Paul Krugman offers the reelection campaign, and all of Obama's supporters, a very clear summation of what happened, what didn't happen, and what should have happened.
What happened is pretty simple: Obama came into office facing, in effect, a crashed financial system, close parallel to the 1930's run on the banks. For an economy fueled by easy debt, that was fatal. Then, of course, the (debt-fueled) housing boom suddenly bust. And finally the crash brought the guillotine down on consumers who were carrying debt that had been running at grimly spectacular levels during the Bush presidency.
(Bush told us not to worry about war, remember? He told us to just go out and spend... Miss him yet?)
When you take the indebted consumer out of the consumer economy, you're in trouble. The moment we had to pay back our debt was the moment we stopped buying. Result? An economy that had been fed by money we didn't actually have went very pale and thin.

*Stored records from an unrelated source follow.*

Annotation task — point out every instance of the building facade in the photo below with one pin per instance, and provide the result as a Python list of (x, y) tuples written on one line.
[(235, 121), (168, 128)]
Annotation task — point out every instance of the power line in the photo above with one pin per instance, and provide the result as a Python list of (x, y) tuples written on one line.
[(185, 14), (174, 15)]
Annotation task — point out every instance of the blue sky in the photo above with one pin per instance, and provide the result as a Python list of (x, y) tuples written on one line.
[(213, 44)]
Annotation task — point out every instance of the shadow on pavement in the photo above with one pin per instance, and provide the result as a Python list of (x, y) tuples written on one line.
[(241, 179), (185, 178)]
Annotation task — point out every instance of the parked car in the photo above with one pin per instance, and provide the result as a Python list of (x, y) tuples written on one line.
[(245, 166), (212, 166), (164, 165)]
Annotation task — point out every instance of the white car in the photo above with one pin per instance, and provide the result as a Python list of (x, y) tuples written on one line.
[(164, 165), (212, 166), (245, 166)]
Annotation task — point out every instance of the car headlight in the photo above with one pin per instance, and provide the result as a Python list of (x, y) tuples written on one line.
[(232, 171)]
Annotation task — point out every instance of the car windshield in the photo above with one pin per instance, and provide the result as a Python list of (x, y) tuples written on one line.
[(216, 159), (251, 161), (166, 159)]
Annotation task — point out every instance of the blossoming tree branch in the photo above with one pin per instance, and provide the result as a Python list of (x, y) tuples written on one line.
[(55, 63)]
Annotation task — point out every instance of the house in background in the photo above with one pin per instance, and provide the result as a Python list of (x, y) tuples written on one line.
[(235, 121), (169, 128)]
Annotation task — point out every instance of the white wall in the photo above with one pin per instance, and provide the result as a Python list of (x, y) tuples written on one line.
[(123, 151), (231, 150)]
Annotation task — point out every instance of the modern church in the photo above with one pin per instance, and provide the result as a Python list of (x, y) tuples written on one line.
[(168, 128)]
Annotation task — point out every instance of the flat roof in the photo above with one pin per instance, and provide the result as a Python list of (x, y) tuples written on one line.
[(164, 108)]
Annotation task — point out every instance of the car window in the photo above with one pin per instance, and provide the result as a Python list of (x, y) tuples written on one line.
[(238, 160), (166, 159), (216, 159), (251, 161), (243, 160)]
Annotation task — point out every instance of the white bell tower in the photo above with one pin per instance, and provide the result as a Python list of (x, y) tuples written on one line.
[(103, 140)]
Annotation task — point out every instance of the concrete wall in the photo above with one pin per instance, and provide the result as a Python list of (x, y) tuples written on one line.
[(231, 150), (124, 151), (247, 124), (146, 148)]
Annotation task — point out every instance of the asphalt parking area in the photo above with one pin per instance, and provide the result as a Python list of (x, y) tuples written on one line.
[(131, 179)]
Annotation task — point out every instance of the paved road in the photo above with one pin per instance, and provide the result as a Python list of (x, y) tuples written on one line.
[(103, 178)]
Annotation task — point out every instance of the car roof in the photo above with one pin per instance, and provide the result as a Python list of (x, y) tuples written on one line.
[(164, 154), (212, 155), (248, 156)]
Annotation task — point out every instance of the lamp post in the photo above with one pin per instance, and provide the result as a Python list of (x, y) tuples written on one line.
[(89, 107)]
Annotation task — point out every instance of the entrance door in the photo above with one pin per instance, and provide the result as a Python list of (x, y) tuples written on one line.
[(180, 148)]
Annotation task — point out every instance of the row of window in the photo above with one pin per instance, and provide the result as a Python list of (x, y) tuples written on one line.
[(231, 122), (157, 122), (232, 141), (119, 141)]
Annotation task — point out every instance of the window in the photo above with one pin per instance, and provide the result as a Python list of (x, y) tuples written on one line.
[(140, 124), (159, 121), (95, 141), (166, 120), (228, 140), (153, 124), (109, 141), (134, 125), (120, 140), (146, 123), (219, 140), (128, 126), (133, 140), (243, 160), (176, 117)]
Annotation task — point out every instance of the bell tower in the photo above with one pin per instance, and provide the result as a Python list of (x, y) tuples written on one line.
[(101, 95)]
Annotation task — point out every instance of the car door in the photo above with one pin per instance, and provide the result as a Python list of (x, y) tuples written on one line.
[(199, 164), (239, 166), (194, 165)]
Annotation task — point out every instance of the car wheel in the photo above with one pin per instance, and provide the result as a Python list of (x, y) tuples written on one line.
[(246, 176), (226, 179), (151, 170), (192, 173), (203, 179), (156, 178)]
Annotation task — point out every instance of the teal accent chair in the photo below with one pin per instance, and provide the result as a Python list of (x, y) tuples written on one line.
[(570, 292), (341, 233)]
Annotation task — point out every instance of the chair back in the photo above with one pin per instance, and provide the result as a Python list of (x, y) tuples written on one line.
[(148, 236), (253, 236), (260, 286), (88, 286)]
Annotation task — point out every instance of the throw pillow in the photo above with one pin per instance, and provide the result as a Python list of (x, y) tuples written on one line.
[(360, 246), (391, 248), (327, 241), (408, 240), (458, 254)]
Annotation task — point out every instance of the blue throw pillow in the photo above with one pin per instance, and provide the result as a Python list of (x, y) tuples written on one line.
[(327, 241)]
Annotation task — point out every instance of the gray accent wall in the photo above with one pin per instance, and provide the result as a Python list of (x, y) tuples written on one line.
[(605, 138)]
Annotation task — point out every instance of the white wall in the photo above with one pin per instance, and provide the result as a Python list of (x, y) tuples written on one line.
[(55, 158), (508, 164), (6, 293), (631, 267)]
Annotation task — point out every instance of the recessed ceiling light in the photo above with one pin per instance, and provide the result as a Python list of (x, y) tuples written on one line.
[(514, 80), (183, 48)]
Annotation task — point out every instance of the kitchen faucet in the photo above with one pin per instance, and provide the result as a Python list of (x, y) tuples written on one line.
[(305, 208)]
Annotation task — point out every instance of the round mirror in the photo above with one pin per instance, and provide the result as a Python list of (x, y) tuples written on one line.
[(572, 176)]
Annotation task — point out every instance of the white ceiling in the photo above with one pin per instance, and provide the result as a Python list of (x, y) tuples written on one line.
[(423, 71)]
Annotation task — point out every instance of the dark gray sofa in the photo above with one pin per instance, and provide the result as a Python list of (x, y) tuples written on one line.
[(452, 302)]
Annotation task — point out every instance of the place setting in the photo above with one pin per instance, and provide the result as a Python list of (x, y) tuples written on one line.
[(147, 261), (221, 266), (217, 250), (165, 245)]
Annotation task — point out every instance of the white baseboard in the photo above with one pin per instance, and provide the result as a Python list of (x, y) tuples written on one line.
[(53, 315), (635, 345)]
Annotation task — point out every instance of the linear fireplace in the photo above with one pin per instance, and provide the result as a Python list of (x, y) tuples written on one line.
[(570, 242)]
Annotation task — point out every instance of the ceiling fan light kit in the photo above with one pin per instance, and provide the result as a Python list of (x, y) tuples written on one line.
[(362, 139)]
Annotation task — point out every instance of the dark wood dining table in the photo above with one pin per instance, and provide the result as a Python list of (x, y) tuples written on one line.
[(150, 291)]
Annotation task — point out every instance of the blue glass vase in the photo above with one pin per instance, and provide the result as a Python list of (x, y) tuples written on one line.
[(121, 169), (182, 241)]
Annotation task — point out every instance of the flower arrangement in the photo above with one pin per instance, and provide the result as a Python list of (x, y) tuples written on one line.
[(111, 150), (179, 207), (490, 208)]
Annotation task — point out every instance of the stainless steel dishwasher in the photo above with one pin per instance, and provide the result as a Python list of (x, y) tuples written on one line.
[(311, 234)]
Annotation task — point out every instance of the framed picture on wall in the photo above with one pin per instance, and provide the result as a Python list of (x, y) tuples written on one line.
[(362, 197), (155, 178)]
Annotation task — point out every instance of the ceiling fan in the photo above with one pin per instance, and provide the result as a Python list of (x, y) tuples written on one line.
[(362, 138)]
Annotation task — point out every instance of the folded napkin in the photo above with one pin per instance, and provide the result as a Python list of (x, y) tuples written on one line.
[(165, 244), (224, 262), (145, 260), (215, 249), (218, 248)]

"Now, you may have noticed," says Krugman,"that in telling this story about a disappointing recovery I didn’t mention any of the things that Republicans talked about last week in Tampa, Fla. — the effects of high taxes and regulation, the lack of confidence supposedly created by Mr. Obama’s failure to lavish enough praise on “job creators” (what I call the “Ma, he’s looking at me funny!” theory of our economic problems)."
("Job creators," an awkward phrase anyway, seems doubly awkward for Republicans to use. They are, after all, trying to elect a man who is known for firing people and, if they had their druthers, they'd fire every public employee.)

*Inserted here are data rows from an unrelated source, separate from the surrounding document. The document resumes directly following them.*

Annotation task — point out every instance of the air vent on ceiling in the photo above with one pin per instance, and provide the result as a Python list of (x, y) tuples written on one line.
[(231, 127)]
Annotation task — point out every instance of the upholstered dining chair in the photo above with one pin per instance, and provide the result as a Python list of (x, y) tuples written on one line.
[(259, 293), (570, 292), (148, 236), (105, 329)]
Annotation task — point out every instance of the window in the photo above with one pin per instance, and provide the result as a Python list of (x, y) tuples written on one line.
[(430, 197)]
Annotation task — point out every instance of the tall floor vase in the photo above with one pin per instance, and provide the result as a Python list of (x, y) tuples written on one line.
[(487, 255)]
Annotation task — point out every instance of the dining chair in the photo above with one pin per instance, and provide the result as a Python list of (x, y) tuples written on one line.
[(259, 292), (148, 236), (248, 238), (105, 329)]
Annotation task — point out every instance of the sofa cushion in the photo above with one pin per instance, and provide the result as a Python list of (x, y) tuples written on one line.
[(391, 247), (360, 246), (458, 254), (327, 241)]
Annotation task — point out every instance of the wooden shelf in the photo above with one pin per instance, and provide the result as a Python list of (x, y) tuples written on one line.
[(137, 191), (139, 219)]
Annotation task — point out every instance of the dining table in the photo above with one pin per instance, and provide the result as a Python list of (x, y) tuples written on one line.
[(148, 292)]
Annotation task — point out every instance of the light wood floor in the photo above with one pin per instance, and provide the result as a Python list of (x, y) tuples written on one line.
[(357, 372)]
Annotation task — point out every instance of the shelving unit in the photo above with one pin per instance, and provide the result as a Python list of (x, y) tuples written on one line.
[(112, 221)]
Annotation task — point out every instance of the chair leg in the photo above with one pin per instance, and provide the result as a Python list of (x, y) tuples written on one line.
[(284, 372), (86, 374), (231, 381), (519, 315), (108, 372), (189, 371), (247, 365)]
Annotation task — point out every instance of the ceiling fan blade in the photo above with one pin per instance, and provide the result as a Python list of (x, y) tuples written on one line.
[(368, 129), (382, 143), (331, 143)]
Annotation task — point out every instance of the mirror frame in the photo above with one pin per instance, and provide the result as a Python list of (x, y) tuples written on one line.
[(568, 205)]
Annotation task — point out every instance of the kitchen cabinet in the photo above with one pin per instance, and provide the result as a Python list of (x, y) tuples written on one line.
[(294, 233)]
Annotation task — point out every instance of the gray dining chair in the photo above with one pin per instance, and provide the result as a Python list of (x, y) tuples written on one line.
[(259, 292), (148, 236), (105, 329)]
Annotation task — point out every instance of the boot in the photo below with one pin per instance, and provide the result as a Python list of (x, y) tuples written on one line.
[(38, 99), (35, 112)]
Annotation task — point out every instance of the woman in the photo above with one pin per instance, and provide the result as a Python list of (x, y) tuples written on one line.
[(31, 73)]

Meanwhile, we're still in territory where household debt is too high. Where Obama failed, to the extent that he did, was his inadequate response to debt. Keeping homeowners afloat would have fueled a faster economic recovery.

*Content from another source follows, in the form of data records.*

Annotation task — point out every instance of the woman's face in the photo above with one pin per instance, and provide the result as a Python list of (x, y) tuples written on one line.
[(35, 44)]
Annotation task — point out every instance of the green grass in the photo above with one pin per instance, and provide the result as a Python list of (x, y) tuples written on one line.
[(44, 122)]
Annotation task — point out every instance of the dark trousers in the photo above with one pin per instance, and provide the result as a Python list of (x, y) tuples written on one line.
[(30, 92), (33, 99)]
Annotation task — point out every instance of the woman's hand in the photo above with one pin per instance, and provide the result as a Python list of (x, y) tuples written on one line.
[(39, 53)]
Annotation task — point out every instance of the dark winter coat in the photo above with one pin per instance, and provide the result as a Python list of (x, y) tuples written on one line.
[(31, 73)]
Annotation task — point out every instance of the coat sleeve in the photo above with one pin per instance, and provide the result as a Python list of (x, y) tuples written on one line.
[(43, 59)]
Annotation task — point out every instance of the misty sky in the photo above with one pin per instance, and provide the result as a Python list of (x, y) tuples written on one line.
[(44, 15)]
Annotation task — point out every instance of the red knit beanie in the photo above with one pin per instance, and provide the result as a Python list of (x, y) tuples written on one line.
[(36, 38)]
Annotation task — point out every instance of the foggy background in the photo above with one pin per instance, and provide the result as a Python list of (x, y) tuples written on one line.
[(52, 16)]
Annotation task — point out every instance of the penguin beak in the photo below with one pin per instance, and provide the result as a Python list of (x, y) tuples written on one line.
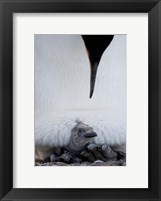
[(93, 78), (95, 46), (90, 135)]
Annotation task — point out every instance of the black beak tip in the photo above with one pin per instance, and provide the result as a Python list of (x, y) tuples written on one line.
[(91, 94)]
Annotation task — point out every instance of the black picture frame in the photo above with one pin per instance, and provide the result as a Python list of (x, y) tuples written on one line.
[(7, 8)]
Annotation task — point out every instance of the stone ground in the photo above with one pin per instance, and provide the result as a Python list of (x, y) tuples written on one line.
[(121, 162)]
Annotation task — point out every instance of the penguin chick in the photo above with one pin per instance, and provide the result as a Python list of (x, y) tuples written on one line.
[(81, 135)]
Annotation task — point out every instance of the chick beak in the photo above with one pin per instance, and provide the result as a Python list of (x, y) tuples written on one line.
[(90, 135)]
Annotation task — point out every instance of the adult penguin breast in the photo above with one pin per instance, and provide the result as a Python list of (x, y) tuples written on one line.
[(95, 46)]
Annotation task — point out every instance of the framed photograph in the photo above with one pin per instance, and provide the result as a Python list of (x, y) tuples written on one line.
[(80, 100)]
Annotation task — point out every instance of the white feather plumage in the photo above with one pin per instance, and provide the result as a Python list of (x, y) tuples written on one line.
[(62, 78)]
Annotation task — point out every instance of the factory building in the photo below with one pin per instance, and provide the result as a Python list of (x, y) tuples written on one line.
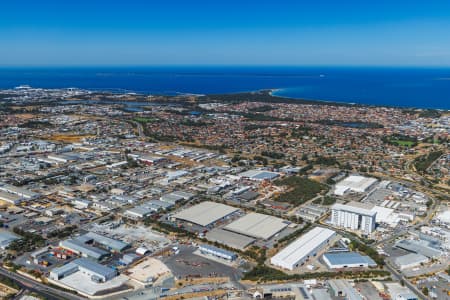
[(221, 253), (84, 245), (258, 226), (354, 183), (340, 260), (7, 238), (411, 260), (96, 271), (355, 216), (299, 251)]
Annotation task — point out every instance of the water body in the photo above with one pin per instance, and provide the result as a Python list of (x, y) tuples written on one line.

... We should have had strong policies to mitigate the pain while households worked down their debt, as well as policies to help reduce the debt — above all, relief for underwater homeowners. The policies we actually got were far from adequate. Debt relief, in particular, has been a bust — and you can argue that this was, in large part, because the Obama administration never took it seriously. ...Paul Krugman
But housing is coming back.
And, for the rest, Obama did the right thing. When he could. When Republicans weren't deliberately standing in the way of recovery.
...Obama did push through policies — the auto bailout and the Recovery Act — that made the slump a lot less awful than it might have been. And despite Mitt Romney’s attempt to rewrite history on the bailout, the fact is that Republicans bitterly opposed both measures, as well as everything else the president has proposed.So Bill Clinton basically had it right: For all the pain America has suffered on his watch, Mr. Obama can fairly claim to have helped the country get through a very bad patch, from which it is starting to emerge. ...Paul Krugman, NYT
In other words, when job figures once again show painfully slow recovery, you can thank Republicans for the "painfully slow" part and and you can thank Obama for "recovery." I'd just as soon that recovery continues for four more years. Republican economics may taste sweet, but they turn out to be poison every time.